Wagenknechts Antwort auf diesen herben politischen Dämpfer lässt ein Jahr auf sich warten. Dann startet sie ein neues politisches Projekt: die linke Sammlungsbewegung „Aufstehen“. Doch der Versuch, damit die Linke wieder stark zu machen, scheitert grandios. Wagenknecht gibt sich selbst die Schuld dafür. Was ihr größter politischer Fehler gewesen sei, fragt sie ihr Biograf: „Aufstehen“ nicht gut vorbereitet zu haben, antwortet sie lapidar.

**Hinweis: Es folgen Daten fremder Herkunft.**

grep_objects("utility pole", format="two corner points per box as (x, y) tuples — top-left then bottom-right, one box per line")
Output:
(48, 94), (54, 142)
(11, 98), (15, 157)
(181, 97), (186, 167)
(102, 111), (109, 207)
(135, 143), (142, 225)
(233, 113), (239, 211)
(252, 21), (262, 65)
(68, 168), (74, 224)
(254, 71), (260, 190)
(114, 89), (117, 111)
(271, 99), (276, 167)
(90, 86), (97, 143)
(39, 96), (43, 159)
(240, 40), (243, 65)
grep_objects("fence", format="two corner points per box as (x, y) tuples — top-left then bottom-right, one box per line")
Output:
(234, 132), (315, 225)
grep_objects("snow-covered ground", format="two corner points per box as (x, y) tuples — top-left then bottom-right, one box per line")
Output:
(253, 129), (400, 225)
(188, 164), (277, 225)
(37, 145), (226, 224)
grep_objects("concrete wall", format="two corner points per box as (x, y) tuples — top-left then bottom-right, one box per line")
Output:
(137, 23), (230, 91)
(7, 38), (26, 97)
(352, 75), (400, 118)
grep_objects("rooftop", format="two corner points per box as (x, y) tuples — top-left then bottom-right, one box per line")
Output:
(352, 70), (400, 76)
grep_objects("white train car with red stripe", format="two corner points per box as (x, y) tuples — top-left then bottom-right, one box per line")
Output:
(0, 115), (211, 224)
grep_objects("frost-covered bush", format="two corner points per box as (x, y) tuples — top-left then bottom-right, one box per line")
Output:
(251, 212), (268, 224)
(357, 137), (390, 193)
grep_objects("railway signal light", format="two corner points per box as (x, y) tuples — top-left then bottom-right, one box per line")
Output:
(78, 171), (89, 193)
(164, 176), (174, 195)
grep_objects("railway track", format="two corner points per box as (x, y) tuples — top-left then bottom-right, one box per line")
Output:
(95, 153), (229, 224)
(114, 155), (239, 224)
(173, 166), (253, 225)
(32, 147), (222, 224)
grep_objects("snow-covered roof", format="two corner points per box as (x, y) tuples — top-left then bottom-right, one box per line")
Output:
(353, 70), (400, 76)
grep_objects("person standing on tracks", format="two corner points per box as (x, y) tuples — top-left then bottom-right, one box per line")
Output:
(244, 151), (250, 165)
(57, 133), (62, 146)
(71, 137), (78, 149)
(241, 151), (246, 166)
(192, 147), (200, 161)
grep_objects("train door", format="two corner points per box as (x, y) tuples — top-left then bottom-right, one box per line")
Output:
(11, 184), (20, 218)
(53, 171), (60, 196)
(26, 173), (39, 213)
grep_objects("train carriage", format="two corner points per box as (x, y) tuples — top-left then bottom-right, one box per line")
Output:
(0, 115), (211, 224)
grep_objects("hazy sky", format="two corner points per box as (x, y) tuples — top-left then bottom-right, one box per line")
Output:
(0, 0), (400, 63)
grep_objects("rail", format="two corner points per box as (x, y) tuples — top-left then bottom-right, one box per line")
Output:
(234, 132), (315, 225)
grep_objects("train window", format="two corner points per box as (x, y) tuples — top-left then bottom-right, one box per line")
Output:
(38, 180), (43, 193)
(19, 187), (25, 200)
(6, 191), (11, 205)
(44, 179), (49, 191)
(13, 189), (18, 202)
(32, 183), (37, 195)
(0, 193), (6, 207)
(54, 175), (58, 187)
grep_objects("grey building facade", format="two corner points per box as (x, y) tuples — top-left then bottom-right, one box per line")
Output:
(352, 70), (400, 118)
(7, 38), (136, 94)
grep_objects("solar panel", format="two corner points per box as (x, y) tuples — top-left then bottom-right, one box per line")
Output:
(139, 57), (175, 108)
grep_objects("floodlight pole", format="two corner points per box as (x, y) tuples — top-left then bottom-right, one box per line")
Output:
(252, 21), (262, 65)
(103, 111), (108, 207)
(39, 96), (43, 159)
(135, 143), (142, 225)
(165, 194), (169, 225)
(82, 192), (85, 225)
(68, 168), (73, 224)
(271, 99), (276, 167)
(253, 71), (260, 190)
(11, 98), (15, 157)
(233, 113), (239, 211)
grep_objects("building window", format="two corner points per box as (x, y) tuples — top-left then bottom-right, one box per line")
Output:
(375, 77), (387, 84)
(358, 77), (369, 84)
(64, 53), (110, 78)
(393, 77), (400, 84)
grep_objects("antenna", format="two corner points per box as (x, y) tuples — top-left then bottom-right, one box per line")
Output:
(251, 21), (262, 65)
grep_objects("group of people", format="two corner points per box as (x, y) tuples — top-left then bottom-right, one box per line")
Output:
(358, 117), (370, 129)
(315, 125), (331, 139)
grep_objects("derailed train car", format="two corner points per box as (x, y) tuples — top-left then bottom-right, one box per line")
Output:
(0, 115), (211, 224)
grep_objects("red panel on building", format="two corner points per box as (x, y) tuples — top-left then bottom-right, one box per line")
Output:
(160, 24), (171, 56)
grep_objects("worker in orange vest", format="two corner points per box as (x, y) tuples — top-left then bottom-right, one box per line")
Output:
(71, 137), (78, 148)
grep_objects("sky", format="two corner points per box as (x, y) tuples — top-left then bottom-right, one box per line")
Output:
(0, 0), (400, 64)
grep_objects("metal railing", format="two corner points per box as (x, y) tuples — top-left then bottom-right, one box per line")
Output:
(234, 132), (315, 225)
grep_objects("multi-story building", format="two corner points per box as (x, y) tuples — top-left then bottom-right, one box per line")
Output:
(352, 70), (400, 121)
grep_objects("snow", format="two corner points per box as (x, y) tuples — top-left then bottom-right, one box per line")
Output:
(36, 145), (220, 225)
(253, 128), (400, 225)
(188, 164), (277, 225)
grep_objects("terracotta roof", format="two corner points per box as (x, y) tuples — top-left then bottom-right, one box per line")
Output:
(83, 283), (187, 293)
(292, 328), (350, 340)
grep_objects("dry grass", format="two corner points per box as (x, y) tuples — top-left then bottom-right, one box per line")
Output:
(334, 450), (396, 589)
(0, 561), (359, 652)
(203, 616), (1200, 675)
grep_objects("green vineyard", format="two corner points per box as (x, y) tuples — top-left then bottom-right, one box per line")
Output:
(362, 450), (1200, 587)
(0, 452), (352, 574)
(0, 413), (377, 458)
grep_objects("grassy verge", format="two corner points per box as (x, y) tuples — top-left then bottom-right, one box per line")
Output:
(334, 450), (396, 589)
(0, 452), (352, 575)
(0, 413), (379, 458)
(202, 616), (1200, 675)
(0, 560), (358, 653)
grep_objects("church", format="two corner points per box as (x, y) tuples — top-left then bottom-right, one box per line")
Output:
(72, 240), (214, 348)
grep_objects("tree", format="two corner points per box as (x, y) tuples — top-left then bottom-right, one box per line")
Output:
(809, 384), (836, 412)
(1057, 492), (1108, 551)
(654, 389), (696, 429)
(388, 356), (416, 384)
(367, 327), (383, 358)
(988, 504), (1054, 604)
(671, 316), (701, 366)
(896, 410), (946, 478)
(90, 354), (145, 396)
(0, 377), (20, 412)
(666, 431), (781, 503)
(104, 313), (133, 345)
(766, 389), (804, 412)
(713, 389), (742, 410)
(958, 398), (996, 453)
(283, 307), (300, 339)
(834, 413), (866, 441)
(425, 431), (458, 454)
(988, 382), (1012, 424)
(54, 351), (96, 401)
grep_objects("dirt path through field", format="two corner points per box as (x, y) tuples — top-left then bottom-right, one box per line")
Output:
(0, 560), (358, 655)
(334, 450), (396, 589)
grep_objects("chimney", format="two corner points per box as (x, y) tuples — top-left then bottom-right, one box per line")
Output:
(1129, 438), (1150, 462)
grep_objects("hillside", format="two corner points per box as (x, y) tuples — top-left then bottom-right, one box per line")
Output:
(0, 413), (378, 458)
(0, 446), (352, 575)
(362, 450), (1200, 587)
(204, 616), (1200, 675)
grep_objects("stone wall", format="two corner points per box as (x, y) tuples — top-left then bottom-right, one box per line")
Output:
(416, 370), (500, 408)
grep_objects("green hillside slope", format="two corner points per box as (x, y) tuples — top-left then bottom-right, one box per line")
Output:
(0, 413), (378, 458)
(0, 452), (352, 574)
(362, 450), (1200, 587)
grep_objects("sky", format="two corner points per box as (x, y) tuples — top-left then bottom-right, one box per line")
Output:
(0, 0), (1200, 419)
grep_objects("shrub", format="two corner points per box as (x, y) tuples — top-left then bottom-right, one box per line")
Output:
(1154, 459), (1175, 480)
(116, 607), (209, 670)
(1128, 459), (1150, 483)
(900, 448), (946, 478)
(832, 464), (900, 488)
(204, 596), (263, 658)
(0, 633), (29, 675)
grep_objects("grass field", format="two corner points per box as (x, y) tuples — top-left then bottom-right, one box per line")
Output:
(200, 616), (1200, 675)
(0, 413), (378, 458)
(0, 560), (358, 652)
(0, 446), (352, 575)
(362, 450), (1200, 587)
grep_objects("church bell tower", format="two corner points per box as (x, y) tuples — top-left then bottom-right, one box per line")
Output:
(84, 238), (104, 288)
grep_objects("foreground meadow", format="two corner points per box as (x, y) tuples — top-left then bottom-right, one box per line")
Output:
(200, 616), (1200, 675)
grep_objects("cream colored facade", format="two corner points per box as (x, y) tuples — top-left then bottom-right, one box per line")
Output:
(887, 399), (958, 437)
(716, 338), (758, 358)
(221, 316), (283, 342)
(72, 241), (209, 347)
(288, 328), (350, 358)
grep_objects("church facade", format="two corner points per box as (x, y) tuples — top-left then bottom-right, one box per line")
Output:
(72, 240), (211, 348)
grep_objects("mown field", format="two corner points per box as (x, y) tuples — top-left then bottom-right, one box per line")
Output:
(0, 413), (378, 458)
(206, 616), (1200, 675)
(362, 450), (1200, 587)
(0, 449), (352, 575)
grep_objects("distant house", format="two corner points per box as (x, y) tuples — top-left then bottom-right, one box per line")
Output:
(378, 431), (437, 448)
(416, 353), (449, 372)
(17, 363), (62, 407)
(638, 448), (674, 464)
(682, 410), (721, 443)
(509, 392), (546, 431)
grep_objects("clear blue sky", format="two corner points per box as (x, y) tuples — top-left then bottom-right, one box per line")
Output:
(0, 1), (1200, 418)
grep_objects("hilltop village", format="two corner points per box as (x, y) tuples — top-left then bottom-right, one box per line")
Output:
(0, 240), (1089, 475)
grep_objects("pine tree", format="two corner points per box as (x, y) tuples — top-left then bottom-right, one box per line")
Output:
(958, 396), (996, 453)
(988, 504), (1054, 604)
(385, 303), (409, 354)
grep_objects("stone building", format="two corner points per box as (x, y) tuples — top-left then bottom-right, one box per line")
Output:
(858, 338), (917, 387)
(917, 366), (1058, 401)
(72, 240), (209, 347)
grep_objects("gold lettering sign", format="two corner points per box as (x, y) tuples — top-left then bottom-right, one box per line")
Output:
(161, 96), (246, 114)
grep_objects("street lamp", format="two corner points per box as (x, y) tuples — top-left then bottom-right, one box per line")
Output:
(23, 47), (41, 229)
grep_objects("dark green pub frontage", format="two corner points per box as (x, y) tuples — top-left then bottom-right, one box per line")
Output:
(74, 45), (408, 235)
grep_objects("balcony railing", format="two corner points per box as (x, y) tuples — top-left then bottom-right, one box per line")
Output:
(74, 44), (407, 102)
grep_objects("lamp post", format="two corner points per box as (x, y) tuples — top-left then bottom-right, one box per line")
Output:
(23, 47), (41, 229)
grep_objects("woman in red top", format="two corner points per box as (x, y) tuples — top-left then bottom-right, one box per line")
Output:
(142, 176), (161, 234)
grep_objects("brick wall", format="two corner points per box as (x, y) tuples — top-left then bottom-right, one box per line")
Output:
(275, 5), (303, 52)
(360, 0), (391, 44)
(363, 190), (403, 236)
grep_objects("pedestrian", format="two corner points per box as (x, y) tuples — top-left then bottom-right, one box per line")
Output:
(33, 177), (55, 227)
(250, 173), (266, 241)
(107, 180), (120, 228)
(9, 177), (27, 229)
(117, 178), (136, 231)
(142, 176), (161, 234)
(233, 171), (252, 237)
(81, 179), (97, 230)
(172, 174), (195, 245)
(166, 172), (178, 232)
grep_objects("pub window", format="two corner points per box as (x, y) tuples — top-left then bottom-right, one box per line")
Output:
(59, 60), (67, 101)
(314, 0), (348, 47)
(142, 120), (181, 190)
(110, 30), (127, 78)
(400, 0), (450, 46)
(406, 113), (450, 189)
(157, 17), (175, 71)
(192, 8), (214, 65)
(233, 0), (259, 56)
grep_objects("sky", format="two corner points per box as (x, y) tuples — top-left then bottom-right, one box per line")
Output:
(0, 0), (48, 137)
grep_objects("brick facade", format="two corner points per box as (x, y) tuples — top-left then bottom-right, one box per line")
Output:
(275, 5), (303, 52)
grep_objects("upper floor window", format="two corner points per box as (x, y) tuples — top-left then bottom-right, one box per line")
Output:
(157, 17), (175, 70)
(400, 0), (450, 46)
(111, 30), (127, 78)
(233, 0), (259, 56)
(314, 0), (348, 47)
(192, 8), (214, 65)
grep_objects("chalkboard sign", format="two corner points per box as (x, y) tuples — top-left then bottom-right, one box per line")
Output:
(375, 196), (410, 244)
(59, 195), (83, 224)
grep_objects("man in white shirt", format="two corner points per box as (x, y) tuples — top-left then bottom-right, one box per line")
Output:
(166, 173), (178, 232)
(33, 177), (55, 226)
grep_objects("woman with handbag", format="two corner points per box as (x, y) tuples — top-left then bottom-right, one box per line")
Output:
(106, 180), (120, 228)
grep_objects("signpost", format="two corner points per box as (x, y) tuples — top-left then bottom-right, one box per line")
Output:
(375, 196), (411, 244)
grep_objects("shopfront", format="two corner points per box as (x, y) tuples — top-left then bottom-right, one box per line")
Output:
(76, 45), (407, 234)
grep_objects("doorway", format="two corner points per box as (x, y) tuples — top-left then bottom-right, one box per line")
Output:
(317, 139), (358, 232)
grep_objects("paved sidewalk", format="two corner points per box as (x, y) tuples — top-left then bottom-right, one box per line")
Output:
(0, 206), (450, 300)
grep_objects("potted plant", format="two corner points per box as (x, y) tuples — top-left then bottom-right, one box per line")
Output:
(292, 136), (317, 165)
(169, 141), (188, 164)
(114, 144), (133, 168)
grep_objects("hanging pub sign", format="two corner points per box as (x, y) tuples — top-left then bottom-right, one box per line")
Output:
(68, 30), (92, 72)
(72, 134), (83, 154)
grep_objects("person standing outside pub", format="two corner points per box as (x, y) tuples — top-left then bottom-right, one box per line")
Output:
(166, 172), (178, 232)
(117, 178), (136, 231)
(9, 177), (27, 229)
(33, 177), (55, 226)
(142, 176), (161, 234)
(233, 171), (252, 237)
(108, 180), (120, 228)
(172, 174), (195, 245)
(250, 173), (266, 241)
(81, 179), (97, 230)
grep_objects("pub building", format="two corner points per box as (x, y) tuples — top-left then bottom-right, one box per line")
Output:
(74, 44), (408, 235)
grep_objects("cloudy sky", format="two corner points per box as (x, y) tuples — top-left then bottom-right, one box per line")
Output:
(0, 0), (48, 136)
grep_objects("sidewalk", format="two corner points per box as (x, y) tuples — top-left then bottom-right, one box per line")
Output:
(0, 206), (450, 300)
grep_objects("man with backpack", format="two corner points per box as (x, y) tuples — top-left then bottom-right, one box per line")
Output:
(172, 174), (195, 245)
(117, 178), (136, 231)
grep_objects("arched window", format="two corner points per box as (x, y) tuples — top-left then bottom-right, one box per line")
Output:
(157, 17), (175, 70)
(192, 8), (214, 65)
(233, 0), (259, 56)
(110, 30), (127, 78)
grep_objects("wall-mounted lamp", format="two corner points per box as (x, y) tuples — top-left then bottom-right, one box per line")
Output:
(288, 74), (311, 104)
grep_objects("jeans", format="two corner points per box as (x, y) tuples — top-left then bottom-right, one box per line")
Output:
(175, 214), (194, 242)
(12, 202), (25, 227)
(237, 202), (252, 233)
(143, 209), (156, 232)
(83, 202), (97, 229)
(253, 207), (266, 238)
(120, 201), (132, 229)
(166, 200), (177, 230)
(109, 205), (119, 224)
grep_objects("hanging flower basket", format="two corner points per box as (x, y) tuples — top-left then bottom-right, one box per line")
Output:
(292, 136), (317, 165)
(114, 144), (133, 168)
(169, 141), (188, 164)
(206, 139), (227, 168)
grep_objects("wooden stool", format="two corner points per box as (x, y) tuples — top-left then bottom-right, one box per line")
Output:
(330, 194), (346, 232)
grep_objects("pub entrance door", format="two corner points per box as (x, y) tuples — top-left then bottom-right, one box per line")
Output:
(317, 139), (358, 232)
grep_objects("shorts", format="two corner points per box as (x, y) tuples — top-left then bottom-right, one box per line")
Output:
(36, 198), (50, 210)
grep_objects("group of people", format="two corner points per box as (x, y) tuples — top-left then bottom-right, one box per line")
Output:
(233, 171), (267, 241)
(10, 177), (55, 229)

Vielleicht war es zu diesem Zeitpunkt auch schon schlicht zu viel für sie. Der ewige politische Kampf gegen soziale Ungerechtigkeiten, die nicht enden wollenden Konflikte mit innerparteilichen Gegnern. Mit der heutigen Parteispitze verbindet sie bis heute: nichts. All das geht nicht spurlos an ihr vorüber. Nur wenige Monate nach dem Start von „Aufstehen“ zieht sie sich aus der Führungsspitze der Bewegung zurück, kurz darauf erklärt sie auch ihren Rückzug aus dem Fraktionsvorstand der Linken. Ihre Krankheit, der Burn-out, erzwingt, wie Schneider in seinem Buch schreibt, „die dringend notwendige Auszeit eines gehetzten Lebens“.

Wie es für Wagenknecht politisch weitergeht? Schneider wagt eine vorsichtige Prognose. Dass sie an der Spitze der Linkspartei nochmals eine wesentliche Rolle spielen wird, glaubt er nicht. Er sieht ihre künftige Funktion eher als „öffentlich denkende Person, die durch ihre theoretischen Anstöße möglicherweise neue Formen des Politischen initiieren kann“.

Schneiders Wagenknecht-Buch ist über weite Strecken lesenswert. Aber auch schwere Kost. Besonders dann, wenn der gelernte Sozialpsychologe und Psychoanalytiker tief in die Theorienwelt der Politikerin einsteigt. An der Qualität des Buches ändert das aber nichts. Schneider hat ein sehr gelungenes Porträt verfasst, das auch für die deutsche Zeitgeschichte einen wichtigen Beitrag leistet.